The Portland Bureau of Transportation paid a Canadian-based software developer $299,000 over two years to develop an app for a program that subsidizes and offers discounts for bus passes, electric-scooter rentals, and other alternative forms of transportation. But in a letter to volunteers yesterday, bureau officials conceded they were canceling the contract—and would not get the city’s money back.
“We have made the difficult decision to terminate our contract with the software vendor that was developing the [app]....The software vendor was not able to meet our needs on numerous occasions during key milestones of the project,” wrote Renata Tirta, a division manager for the bureau, in a Nov. 27 letter obtained by WW. “We could not in good faith deliver our services reliably, timely, or consistently using the software solution this vendor was developing.”
The city will not recoup the $299,000 it spent on the app, bureau spokeswoman Hannah Schafer says.
For several years now, the city has run a program in the Northwest and Central Eastside parking districts called “Transportation Wallet,” which offers credits and passes for alternative transportation such as TriMet buses, ride shares and e-scooters. (It is also available to low-income Portlanders and those living in new multifamily apartment buildings, regardless of neighborhood.)
The city in 2021 decided to find a contractor to develop an app that could make the program easier to use. After a competitive bid process, PBOT chose a software development company called RideShark, which appears to be headquartered in Ottawa, Canada.

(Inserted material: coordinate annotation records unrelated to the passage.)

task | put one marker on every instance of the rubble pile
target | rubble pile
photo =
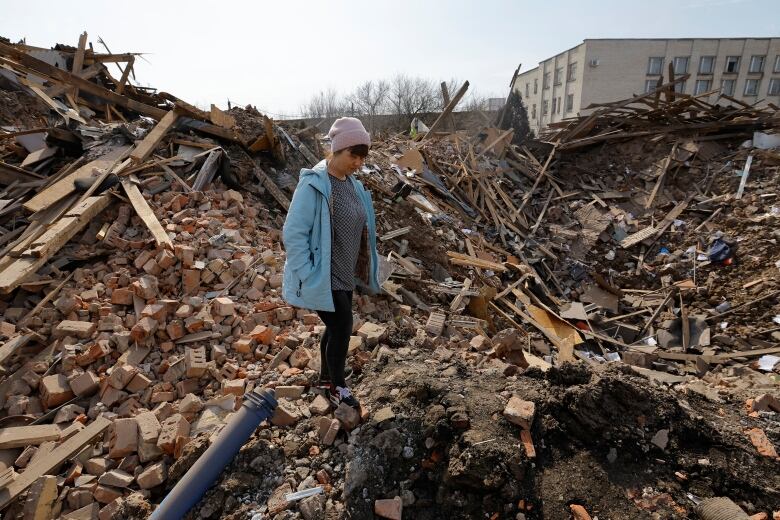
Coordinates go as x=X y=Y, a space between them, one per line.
x=584 y=325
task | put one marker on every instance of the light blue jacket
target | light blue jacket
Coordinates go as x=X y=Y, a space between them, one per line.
x=307 y=236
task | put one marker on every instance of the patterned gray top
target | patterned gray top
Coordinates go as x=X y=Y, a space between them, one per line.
x=349 y=218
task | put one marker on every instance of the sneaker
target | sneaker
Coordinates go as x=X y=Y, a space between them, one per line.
x=340 y=395
x=324 y=383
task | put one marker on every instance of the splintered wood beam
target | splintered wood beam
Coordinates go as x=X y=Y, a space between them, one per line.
x=447 y=110
x=78 y=60
x=145 y=212
x=64 y=76
x=470 y=261
x=125 y=73
x=21 y=436
x=661 y=176
x=50 y=242
x=146 y=147
x=52 y=460
x=65 y=186
x=271 y=186
x=10 y=174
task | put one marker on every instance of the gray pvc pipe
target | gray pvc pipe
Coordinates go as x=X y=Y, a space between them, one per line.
x=258 y=406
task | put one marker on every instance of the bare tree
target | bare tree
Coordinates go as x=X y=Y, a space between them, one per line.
x=369 y=98
x=325 y=103
x=409 y=97
x=475 y=101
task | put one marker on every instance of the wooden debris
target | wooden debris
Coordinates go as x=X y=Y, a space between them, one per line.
x=51 y=461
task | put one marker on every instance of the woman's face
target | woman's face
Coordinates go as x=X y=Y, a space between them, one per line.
x=347 y=162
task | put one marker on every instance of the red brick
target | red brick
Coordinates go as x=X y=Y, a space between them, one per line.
x=195 y=361
x=152 y=476
x=55 y=390
x=190 y=279
x=138 y=383
x=122 y=296
x=262 y=334
x=123 y=438
x=121 y=376
x=143 y=329
x=223 y=306
x=84 y=384
x=391 y=508
x=77 y=329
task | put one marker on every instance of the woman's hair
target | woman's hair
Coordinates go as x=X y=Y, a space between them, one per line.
x=361 y=150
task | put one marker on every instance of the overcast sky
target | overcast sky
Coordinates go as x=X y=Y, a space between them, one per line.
x=276 y=54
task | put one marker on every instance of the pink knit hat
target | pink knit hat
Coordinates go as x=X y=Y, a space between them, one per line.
x=346 y=132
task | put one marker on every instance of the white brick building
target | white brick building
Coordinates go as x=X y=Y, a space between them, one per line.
x=606 y=70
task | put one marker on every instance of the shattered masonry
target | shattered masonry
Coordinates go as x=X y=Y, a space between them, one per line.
x=584 y=325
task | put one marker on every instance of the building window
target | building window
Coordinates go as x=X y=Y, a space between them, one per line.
x=707 y=65
x=774 y=87
x=558 y=75
x=650 y=85
x=727 y=86
x=732 y=64
x=756 y=64
x=655 y=65
x=751 y=87
x=702 y=86
x=681 y=64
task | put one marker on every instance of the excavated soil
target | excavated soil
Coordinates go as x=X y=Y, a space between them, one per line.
x=449 y=453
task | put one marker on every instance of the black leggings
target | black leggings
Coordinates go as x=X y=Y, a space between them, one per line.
x=335 y=341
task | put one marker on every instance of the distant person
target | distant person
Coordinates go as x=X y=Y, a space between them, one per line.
x=330 y=238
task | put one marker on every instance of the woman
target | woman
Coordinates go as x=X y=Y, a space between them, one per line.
x=330 y=238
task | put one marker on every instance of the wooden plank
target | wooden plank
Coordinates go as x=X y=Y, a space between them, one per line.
x=65 y=186
x=395 y=233
x=78 y=59
x=10 y=174
x=461 y=259
x=46 y=299
x=53 y=460
x=88 y=73
x=435 y=323
x=271 y=186
x=10 y=347
x=83 y=84
x=495 y=141
x=661 y=177
x=462 y=294
x=21 y=436
x=637 y=237
x=64 y=111
x=125 y=74
x=208 y=170
x=145 y=212
x=744 y=305
x=149 y=144
x=21 y=269
x=58 y=234
x=447 y=110
x=743 y=179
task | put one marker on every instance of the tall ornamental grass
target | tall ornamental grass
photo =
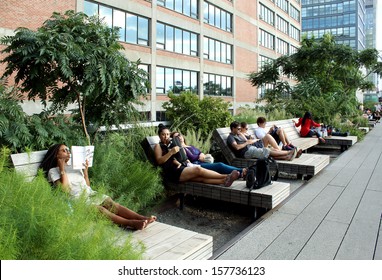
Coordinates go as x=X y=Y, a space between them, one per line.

Its charge: build a web and mobile app for the city’s program.
The city allocated $100,000 each from the Northwest and Central Eastside parking districts to fund the contract (revenue that comes primarily from the sale of parking passes in those districts) and funded the remainder of the contract with bureau dollars.
But the contract appears to have gone awry at some point this year.
Tirta added in her letter Monday that the bureau didn’t realize just how expensive the software would be to use on an ongoing basis, and that the city arrived at its decision to terminate the contract “after exhausting every avenue to course-correct the arrangement.”
The failed contract is yet another financial hit for the floundering Transportation Bureau, which next year faces a $32 million budget deficit due to declining parking revenues and gas taxes—two funding sources that will all but certainly tumble even more in years to come.
It’s also added another crack in an already fractured relationship between the Northwest Parking District and PBOT. Last month, the bureau “paused” the district’s advisory committee, much to the chagrin of the citizen committee, citing both financial difficulties and issues around poor communication and “respect for fellow members and staff.”
Northwest parking committee member Todd Zarnitz tells WW: “Evaporating $100,000 in Northwest Parking District money on a dubious app builds the case that our neighborhood resources are being mismanaged” by the city.